Ponte, sin embargo, sabía que todo aquello era fachada. Conocía lo suficiente a su jefe como para saber que había algo extraño en todo aquello que lo confundía y que la pose aparente de ausencia se debía a que estaba dejando la mente en blanco para que aquello que lo perturbaba saliera a la luz.

Ajeno a todo esto, Herrero daba vueltas en su cabeza a los datos de los que disponía, que no eran muchos. Al llegar al lugar del incidente, uno de los miembros de la policía científica le había comentado que el asaltante había utilizado un calibre veintidós. Aquello no tenía sentido. Un profesional nunca utilizaría una munición de tan escaso poder perforante.

—Inspector, hemos terminado —dijo al cabo de un rato Ponte—. El doctor Dreifuss se personará a lo largo del día en comisaría para presentar denuncia. He dispuesto, si a usted le parece bien, que una patrulla se quede aquí hasta que recojan sus pertenencias. Posteriormente se les trasladará a otro hotel en un vehículo camuflado. Los de la policía científica ya se han ido.

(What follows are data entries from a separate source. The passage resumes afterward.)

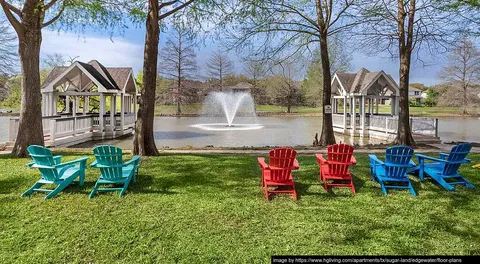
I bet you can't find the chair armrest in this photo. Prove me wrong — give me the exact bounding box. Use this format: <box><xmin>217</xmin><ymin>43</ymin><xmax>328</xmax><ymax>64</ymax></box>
<box><xmin>368</xmin><ymin>154</ymin><xmax>385</xmax><ymax>165</ymax></box>
<box><xmin>257</xmin><ymin>157</ymin><xmax>268</xmax><ymax>170</ymax></box>
<box><xmin>440</xmin><ymin>153</ymin><xmax>448</xmax><ymax>159</ymax></box>
<box><xmin>315</xmin><ymin>154</ymin><xmax>328</xmax><ymax>165</ymax></box>
<box><xmin>30</xmin><ymin>163</ymin><xmax>55</xmax><ymax>169</ymax></box>
<box><xmin>53</xmin><ymin>155</ymin><xmax>63</xmax><ymax>165</ymax></box>
<box><xmin>408</xmin><ymin>159</ymin><xmax>417</xmax><ymax>167</ymax></box>
<box><xmin>55</xmin><ymin>157</ymin><xmax>88</xmax><ymax>168</ymax></box>
<box><xmin>123</xmin><ymin>155</ymin><xmax>142</xmax><ymax>167</ymax></box>
<box><xmin>415</xmin><ymin>154</ymin><xmax>446</xmax><ymax>163</ymax></box>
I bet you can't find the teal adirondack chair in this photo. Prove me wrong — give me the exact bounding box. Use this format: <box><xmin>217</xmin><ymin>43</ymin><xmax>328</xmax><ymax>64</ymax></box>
<box><xmin>368</xmin><ymin>146</ymin><xmax>416</xmax><ymax>196</ymax></box>
<box><xmin>416</xmin><ymin>143</ymin><xmax>475</xmax><ymax>191</ymax></box>
<box><xmin>89</xmin><ymin>145</ymin><xmax>141</xmax><ymax>198</ymax></box>
<box><xmin>22</xmin><ymin>145</ymin><xmax>88</xmax><ymax>200</ymax></box>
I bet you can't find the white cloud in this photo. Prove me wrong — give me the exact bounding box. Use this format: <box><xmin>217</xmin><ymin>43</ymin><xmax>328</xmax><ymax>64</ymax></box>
<box><xmin>40</xmin><ymin>31</ymin><xmax>143</xmax><ymax>73</ymax></box>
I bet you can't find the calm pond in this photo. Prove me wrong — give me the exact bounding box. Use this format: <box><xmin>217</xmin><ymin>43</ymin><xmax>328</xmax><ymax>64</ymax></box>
<box><xmin>0</xmin><ymin>116</ymin><xmax>480</xmax><ymax>149</ymax></box>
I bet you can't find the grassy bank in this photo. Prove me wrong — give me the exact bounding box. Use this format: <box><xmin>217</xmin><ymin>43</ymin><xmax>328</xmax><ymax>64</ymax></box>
<box><xmin>0</xmin><ymin>152</ymin><xmax>480</xmax><ymax>263</ymax></box>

—Estupendo —dijo Herrero, y con las palmas en las rodillas se ayudó para levantarse del sofá. Dreifuss se encontraba detrás del subinspector, sintiendo lástima por Herrero, que parecía acabado.

—Dígame, doctor —preguntó Herrero tras quitarse el sombrero, mostrando una calva con la piel manchada por la edad—. ¿No había nada en el agresor que le recordara algo?

—No —respondió confuso el interpelado—. ¿Qué podía haber?

—No lo sé —respondió el inspector—. Toda esta historia me resulta de lo más extraña. Quien haya tratado de asesinarlos ha resultado ser un poco torpe, ¿no cree? No puede con usted porque, por fortuna, llevaba ese libro de fotocopias bajo la cazadora y el chaleco que le dimos. Luego atenta contra la señorita y es incapaz de atraparla. No parece un trabajo muy profesional y hasta ahora todo lo relacionado con la muerte de su tío ha llevado el sello de un experto.

—No sabría qué decirle —contestó confuso Ludwig—. Igual no era el mismo.

—El que el asesino ponga tanto empeño en no mostrar ni un centímetro de su rostro, con un pasamontañas y unas gafas de sol dentro de un garaje, me hace pensar que quizá temiera que usted lo reconociera.

—¿Y quién podría ser? —preguntó Ludwig, extrañado.

—Lo desconozco, por eso le pregunto de nuevo y piénselo bien, por favor: ¿Algo en el comportamiento de ese individuo, un gesto, la forma de andar o de moverse podría recordarle algo?

Ludwig se tomó su tiempo, recordando lo vivido antes de negar con la cabeza.

—No. No hay nada —respondió el médico—. ¿Y tú, Martha? ¿Te fijaste en algo que te llamara la atención?

—Si es que prácticamente no lo vi —dijo la profesora, hablando por primera vez desde que Herrero llegara.

—Bueno —dijo el inspector calándose el sombrero—. Si recordaran algo, no olviden llamarnos. Por tonto que parezca. Y si podemos hacer algo por ustedes, díganmelo, por favor.